Aller au contenu

Page:Revue des Deux Mondes - 1900 - tome 157.djvu/788

La bibliothèque libre.
Le texte de cette page a été corrigé et est conforme au fac-similé.

Il fut littéralement atterré. Mais je ne sais pas si ce qui l’agaça le plus ne fut pas de trouver un Français sûr de la supériorité des choses militaires françaises, et affirmant avec fermeté, sans réserve, cette supériorité devant un Anglais représentant la maison Armstrong. Bien entendu, il ne vit pas notre matériel, qui était soigneusement dissimulé. Trois années plus tard, c’est-à-dire en 1894, l’Angleterre devait, sous la pression de ses attachés navals, trop bien renseignés sur nos canons, essayer d’imiter la marine française, en transformant ses canons de 12 et de 15 ; elle a mis plusieurs années, en dépensant beaucoup d’argent, en tâtonnant d’une façon qui n’eût pas été tolérée en France, à faire une transformation coûteuse et qui laissait le matériel ainsi obtenu bien loin de celui que la marine française avait sur ses navires à la fin de 1892.

Nous avons eu l’heureuse chance, en même temps que le devoir, d’affirmer à la tribune, le 28 janvier 1893, les qualités militaires de premier ordre de notre artillerie transformée, sans laisser au député, notre adversaire, d’autre ressource qu’un plaidoyer, dont la phrase du maréchal Lebœuf et des considérations à lui personnelles, à titre d’excuses, forment l’ossature principale, s’il est permis de parler ainsi.

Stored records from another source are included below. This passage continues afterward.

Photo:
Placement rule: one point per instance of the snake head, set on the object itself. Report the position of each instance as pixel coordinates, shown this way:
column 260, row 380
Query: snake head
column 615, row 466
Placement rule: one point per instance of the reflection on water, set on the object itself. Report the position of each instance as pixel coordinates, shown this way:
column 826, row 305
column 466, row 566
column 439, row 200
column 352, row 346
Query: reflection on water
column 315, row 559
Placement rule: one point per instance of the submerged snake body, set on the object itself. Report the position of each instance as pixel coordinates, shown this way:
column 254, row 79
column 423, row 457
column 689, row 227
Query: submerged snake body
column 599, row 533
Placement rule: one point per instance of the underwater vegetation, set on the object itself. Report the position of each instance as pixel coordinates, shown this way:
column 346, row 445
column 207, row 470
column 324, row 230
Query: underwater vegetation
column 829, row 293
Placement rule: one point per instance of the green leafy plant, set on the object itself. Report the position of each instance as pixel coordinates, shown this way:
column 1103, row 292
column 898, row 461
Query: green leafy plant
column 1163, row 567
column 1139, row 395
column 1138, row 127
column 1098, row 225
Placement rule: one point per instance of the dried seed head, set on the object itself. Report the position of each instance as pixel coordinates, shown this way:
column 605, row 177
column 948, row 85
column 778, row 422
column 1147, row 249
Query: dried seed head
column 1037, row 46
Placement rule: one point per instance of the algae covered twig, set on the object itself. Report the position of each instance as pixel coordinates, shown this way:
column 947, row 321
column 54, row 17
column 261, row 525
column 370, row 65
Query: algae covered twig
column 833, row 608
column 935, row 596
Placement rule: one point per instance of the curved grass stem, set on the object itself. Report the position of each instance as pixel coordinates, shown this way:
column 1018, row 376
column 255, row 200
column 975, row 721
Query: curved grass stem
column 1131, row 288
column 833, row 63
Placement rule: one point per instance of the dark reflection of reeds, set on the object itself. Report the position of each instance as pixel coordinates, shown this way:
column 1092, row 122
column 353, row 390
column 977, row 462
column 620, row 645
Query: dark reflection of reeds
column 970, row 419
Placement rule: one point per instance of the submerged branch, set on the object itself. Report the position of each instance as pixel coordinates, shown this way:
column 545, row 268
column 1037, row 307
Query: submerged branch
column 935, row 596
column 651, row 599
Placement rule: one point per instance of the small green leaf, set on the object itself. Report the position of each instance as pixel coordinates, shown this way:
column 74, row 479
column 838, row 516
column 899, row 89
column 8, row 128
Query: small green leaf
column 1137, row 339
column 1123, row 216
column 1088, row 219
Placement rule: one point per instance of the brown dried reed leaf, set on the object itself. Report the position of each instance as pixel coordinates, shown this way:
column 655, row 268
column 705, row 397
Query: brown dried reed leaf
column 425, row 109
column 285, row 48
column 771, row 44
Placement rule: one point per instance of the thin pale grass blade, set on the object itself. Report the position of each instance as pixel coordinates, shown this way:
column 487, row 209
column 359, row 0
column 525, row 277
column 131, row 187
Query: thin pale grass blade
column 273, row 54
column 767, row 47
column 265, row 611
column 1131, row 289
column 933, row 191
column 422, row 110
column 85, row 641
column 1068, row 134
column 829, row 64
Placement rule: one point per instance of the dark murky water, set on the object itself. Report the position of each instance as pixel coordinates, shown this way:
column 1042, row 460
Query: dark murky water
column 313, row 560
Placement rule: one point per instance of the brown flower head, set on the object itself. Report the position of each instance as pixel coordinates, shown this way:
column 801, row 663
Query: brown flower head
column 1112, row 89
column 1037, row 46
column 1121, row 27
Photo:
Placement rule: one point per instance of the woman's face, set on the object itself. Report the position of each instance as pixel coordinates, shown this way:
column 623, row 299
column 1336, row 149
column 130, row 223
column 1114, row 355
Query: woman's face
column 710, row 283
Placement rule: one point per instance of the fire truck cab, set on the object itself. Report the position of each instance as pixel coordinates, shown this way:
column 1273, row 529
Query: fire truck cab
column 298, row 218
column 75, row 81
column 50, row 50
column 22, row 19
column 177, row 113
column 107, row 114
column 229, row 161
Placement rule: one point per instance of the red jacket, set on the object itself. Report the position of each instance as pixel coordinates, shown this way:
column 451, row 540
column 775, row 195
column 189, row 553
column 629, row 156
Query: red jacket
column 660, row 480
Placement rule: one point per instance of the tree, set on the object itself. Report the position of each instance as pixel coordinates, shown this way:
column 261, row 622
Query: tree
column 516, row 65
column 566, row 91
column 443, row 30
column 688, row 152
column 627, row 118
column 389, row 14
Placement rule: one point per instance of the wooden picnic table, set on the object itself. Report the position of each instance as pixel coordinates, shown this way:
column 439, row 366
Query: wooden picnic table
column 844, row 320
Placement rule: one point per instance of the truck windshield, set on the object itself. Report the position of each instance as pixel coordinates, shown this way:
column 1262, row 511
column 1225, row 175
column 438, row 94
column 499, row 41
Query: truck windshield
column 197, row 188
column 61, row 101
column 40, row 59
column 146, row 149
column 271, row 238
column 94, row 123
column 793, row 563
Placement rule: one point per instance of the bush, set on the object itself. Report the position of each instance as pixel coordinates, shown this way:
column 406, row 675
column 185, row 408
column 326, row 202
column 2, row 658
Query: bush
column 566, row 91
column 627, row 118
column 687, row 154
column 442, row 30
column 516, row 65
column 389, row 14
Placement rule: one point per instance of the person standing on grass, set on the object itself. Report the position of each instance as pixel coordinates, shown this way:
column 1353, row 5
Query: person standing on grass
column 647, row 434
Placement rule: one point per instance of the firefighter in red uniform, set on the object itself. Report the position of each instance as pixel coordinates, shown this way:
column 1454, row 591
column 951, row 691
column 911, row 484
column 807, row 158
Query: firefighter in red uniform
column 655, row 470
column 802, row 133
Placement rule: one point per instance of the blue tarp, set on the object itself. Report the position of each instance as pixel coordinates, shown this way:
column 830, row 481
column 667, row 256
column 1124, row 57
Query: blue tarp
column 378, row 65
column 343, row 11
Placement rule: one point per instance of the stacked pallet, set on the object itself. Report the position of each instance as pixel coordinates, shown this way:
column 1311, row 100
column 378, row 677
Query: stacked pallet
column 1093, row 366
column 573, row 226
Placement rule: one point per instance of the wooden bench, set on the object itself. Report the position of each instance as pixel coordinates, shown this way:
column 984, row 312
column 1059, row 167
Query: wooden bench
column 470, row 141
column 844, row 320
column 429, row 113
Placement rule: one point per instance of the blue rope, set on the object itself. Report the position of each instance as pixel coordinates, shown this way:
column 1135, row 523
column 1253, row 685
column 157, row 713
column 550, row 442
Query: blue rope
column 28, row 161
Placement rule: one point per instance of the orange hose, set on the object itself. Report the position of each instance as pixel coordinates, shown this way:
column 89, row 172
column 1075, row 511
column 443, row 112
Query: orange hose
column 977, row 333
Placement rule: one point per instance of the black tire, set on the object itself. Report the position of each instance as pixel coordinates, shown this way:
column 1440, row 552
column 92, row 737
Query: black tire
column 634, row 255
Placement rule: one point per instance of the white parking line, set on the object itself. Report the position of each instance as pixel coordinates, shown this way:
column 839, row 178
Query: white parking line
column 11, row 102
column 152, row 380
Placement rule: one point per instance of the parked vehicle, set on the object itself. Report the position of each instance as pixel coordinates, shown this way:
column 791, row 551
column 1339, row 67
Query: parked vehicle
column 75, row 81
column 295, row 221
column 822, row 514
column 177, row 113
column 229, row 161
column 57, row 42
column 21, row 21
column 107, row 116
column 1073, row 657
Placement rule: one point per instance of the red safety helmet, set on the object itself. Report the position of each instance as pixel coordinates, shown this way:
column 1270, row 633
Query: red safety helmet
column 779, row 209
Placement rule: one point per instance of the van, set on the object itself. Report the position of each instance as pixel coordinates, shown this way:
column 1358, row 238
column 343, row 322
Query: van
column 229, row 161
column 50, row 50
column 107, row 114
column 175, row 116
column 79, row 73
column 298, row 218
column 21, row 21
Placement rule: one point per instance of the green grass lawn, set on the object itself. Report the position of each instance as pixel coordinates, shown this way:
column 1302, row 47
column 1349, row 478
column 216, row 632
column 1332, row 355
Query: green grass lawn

Ce qui se passait en 1891 s’est renouvelé en 1894 à la Chambre (nous avons eu l’honneur de le rappeler au Sénat, le 8 mars 1897) : un autre député n’avait pas craint de dire à la tribune que l’artillerie de la marine française était inférieure à la marine italienne ; et, de nouveau, ce même député, devenu ministre, en 1896, affirmait que les obus chargés en explosifs, de la marine française, étaient inférieurs à ce que possédaient, dans le même genre, toutes les nations étrangères. Les dossiers de la marine étaient pleins de preuves officielles, soigneusement, méthodiquement réunies, constatant la puissance effective de ces mêmes projectiles, que la marine française avait étudiés depuis près de huit années et perfectionnés sans relâche. Ces même dossiers contenaient également des pièces officielles établissant qu’il n’existait rien de comparable, ni d’approchant, hors de la marine française. Après avoir employé toutes les influences, toutes les menaces, tous les moyens, pour nous décourager, nous faire céder ou se débarrasser de nous, on a dû se replier et organiser, faute de mieux, contre nous et les obus de la marine, le complot du silence.